Specifically, the researchers found that WeChat collects activity and usage logs when users run Mini Programs – despite policies that say the data is only available to third parties.
“For the average user, it means your identity and activities on Mini Programs are disclosed to WeChat without an informed way to opt-out of this data collection. This will not only pose a privacy risk but it’s also unknown how WeChat might use that information,” the CitizenLab said.
Mini Programs are lightweight apps that can be downloaded and launched within the WeChat app. They can also sync and link with users’ WeChat accounts.
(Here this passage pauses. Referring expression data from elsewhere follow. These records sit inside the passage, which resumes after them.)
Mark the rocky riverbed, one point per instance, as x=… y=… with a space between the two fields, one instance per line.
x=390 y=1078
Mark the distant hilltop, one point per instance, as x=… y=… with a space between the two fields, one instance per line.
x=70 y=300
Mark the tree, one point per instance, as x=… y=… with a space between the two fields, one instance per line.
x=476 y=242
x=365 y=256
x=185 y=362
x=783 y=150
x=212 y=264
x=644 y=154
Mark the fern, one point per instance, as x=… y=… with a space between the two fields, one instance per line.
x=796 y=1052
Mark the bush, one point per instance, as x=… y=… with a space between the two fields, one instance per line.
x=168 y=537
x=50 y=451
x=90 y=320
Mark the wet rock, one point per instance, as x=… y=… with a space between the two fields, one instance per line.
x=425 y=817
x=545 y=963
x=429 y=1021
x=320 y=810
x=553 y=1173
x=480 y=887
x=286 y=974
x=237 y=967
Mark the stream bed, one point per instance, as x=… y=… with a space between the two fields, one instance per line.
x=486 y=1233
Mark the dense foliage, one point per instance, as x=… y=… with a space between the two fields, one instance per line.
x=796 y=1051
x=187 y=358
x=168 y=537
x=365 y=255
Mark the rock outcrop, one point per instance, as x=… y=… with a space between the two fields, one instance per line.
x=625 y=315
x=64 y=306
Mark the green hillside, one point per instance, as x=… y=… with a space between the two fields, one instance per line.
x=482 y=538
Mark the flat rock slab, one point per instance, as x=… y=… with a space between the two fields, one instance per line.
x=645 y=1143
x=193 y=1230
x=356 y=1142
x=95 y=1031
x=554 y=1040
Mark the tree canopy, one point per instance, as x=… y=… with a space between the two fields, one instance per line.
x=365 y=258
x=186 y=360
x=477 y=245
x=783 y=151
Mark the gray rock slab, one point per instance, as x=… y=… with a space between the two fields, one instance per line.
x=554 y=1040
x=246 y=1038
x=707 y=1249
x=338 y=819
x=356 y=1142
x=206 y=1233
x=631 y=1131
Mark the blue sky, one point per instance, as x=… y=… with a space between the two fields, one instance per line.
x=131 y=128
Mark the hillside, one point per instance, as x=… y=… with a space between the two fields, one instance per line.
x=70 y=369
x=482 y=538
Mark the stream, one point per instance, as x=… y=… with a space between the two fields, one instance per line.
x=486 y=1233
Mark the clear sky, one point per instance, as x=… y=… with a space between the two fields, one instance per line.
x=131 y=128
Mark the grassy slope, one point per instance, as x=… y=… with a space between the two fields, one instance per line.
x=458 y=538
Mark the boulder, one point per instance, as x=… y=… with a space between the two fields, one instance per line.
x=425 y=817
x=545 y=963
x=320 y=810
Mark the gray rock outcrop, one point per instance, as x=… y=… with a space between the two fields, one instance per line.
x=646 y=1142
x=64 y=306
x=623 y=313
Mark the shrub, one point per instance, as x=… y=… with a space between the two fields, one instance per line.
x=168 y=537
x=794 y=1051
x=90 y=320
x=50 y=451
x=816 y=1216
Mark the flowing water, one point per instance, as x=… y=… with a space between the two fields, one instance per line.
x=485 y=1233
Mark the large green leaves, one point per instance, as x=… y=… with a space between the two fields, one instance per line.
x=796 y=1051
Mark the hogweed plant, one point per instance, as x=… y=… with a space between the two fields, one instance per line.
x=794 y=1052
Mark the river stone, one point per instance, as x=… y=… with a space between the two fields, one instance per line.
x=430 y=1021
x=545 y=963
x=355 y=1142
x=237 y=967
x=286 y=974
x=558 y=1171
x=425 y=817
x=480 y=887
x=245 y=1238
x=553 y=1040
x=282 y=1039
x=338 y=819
The breadth and variety of Mini Programs is essentially the same as any other app ecosystem, like the Google Play Store or the Apple App Store, researchers say.
But because Mini Programs cover e-commerce, health, public services, gaming, and any other service an app may possibly be used for, it means that many popular apps manage sensitive data. Certain apps manage health data and government services, or perform financial transactions on behalf of the user.
The app generally also collects device and network metadata on top of whatever other data it needs to implement the app’s functionality. If your location permission is granted to WeChat, for example, WeChat enables the “People Nearby” feature, which collects your location when you’re using the application.
WeChat is the most popular messaging and social media platform in China and third in the world, with over 1.2 billion monthly active users. According to market research, network traffic from WeChat made up 34% of Chinese mobile traffic in 2018.
Its users are mostly Chinese – but not only in China itself. Millions of Chinese nationals and emigres who don’t necessarily support the government in Beijing live overseas. This is also why the fact that WeChat collects more data than they claim is important.
The CitizenLab researchers, to be fair, admit that their methodology doesn’t allow them to “definitively” say what happens to data after WeChat collects it – they are studying client behaviors.
But the report cites previous CitizenLab research, saying that even communications entirely among North American accounts were still used to secretly train WeChat’s Chinese political censorship system.
And in 2022, Radio Free Asia said it learned that WeChat was warning users outside China that their data would be stored on servers inside the country.
WeChat’s parent company Tencent, like all other Chinese platforms and other internet service providers, is required under China’s Cybersecurity Law to assist the ruling Communist Party with any data it says it needs.